I don’t know if you’re being sarcastic, but if you really mean what you have just said.. You deserve a knock on the head you Oxbridge swot.

(5)(11)

Anonymous

Is it not made obvious by the speech marks and language such as “young chap”?

(15)(1)

Anonymous

Stuffy law firms care more for background than ability; that is the point being made

(12)(0)

Anonymous

Oxbridge is a completely different university…

(0)(0)

Nobody

Attention to detail not a strong point, eh?

(0)(0)

Anonymous

Kinda funny, that coming from Oxbridge, the world center of obsolescence.

(0)(0)

Heinous Heinz

No offence n’ all, but many continental European law grads from universities across France, Germany and Scandinavia would shit all over your supposedly superior Oxbridge graduates.

It is far more difficult to get into an elite law course at universities such as Copenhagen or Heidelberg or Humbolt with their stringent entry requirements than some public school pinhead who managed to flog 3 As at A-level which even a paralysed eel could achieve.

The only good thing UK universities are genuinely successful at is peddling their reputation to foreign cash cow students by offering an English-speaking education, which is spoon-fed to its students.

(2)(0)

Anonymous

“If you’re a massive anal busybody you too can one day disrupt the benign practices of thousands of legitimate businesses”
Hooray, now people can continue to believe that offering up their personal information on somebody else’s website apropos of nothing means that Mark Zuckerberg gives a shit about their cat pictures and holiday selfies.
I do not understand the point of law here.
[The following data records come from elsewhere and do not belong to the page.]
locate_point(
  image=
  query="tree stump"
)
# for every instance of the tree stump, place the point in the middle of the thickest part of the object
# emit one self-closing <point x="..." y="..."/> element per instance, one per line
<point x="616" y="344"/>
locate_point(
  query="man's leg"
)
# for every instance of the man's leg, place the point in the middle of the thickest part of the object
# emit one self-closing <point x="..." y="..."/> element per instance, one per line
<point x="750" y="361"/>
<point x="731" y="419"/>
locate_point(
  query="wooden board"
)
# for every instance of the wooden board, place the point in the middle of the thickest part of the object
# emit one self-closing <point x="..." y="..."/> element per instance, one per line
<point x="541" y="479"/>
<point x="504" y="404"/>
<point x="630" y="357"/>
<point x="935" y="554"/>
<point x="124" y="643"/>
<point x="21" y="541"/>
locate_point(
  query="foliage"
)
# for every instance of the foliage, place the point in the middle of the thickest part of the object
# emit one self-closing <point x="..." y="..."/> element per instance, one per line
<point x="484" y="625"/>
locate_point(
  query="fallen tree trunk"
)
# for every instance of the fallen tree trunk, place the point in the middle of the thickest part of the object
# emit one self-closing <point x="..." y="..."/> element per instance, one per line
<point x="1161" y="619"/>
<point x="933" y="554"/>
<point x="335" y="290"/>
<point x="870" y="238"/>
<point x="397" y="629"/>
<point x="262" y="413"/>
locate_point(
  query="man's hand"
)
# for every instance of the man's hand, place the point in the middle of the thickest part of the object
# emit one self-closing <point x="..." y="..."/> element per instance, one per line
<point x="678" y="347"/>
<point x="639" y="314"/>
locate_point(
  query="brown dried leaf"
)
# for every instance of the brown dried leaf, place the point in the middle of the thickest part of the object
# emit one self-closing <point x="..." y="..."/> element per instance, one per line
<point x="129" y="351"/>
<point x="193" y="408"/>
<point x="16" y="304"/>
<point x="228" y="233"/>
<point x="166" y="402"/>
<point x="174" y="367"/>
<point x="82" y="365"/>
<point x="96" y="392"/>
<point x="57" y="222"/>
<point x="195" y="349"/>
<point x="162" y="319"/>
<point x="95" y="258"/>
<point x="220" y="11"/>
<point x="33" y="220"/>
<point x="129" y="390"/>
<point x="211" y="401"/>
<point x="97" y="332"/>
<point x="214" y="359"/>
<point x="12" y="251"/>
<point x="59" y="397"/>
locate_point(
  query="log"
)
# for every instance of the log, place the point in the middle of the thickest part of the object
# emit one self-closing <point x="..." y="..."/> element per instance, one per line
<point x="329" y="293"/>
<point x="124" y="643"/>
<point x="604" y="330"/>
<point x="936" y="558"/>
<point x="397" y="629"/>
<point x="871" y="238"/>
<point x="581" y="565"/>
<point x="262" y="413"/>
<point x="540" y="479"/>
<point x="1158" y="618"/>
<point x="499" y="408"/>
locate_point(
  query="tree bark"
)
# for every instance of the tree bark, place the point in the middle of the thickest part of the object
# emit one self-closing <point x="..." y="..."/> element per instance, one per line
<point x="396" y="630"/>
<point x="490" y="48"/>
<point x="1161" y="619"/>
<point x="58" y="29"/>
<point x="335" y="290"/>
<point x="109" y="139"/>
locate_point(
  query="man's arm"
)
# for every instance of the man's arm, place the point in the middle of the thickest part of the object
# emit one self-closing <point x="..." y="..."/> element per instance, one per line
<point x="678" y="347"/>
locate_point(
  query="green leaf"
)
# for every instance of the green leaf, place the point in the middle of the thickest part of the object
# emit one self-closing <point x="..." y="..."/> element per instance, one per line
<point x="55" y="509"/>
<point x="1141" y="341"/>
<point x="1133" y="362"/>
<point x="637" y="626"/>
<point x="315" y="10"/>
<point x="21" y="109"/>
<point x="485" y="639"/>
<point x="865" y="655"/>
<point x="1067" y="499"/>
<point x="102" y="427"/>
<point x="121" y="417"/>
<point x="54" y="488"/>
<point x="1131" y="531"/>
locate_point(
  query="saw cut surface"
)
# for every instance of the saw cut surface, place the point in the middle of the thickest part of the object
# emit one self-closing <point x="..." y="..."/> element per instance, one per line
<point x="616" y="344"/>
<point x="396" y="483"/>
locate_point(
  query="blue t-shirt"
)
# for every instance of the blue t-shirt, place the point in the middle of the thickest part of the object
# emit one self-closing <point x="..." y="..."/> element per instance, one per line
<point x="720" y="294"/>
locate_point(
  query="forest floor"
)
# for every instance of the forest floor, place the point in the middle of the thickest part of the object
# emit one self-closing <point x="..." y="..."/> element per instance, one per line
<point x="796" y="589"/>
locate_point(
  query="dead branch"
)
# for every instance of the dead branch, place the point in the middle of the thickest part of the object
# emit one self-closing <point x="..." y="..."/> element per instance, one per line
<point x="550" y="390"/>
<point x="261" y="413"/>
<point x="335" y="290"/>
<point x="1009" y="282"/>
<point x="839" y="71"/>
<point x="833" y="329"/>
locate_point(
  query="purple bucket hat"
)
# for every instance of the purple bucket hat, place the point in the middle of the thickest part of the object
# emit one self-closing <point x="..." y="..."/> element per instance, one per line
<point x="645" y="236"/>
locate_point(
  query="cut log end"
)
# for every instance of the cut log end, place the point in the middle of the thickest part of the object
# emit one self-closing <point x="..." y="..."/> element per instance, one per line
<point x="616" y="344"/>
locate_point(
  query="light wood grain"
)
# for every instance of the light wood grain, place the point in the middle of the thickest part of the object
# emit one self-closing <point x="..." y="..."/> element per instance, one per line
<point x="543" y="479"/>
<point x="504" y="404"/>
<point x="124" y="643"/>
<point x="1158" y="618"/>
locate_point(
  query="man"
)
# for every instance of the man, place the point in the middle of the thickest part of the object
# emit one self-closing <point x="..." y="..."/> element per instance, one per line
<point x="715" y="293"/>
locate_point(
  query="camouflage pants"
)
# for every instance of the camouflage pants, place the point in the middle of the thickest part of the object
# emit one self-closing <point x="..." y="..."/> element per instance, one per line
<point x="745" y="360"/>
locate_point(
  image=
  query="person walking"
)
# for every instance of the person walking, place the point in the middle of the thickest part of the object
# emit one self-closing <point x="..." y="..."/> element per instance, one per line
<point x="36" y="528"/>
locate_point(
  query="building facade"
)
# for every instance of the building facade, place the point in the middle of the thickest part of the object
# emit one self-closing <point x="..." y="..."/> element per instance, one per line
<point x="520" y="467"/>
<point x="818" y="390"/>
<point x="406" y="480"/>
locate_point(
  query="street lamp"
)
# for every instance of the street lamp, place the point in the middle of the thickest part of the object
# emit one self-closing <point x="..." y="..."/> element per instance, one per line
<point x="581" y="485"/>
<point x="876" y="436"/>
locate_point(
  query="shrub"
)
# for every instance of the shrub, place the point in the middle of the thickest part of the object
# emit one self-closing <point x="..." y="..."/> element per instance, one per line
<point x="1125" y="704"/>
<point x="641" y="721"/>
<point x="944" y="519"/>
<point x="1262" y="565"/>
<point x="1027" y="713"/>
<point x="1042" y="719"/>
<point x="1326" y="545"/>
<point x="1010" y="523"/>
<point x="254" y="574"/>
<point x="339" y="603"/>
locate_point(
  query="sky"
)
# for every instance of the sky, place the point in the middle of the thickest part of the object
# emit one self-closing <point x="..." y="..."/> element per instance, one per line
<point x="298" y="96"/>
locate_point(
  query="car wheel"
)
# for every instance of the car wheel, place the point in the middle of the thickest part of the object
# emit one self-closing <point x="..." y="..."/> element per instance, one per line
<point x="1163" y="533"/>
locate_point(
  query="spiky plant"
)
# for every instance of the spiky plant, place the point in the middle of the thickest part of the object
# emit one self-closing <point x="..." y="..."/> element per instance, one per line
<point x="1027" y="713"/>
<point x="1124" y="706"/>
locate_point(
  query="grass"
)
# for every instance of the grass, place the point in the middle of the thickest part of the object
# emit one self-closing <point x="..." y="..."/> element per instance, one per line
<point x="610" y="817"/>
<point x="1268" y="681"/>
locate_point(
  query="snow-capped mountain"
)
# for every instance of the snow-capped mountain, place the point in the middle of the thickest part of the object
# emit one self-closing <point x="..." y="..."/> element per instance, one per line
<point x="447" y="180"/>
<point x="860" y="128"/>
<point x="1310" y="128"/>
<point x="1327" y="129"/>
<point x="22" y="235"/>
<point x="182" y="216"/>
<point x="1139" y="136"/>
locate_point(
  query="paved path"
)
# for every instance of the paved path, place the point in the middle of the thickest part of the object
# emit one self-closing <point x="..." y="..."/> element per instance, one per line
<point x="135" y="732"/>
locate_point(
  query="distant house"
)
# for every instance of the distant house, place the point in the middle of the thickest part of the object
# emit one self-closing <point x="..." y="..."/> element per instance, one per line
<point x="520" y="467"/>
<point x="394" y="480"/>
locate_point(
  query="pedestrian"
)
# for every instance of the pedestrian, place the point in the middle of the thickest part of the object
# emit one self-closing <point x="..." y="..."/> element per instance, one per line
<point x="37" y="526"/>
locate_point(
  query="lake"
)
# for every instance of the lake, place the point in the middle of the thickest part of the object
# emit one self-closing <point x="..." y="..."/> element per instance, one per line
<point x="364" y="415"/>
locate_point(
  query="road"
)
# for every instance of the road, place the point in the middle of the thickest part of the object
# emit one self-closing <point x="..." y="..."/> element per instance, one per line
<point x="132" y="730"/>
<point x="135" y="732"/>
The data protection principles under the safe harbour agreement are perfectly sufficient. There is no need to grant people further entitlements.

(5)(7)

Anonymous

Hahahahahahaha

(0)(0)

Anonymous

https://youtu.be/6qpudAhYhpc?t=1s

Enjoy it while it lasts.

(0)(0)

Lord Harley of Council House

Just wait until I get my injunction against the Law Society.

(3)(1)

Lord Harley of Bollocks

I have added this man’s accomplishment to my linkedin profile.

What a hero I am!

(6)(0)

Mayor of the Internet

Dear Mr Blacker,
I am surprised and thoroughly impressed at the news I have seen on LinkedIn.
I hereby award you the ribbon of valour for your excellent feat, good sir. may you continue to be a Mozart of the Internet for many years!

(5)(0)

Lord Harley of Bollocks

I accept it as coming from the Privy Council of Her Majesty the Queen, and will record it on my linkedin profile accordingly. I am overwhelmed with pride.

(5)(0)

JustAnotherPerson

Saw your linkedin. Stunning profile picture. x

(8)(0)

Deed U No

Pray tell, who has not transgressed Your civilised laws?
Pray tell, the purpose of a sinless, principled and patriotic life?
If with Evil You punish evil that, I have done,
Pray tell, what is the difference between You and me ?
– Rubaiyat by Omar Khayyam, Poet, Sage, Peacemaker, Astronomer.

“Quis custodiet ipsos custodes? – Roman Poet Juvenal in his satires.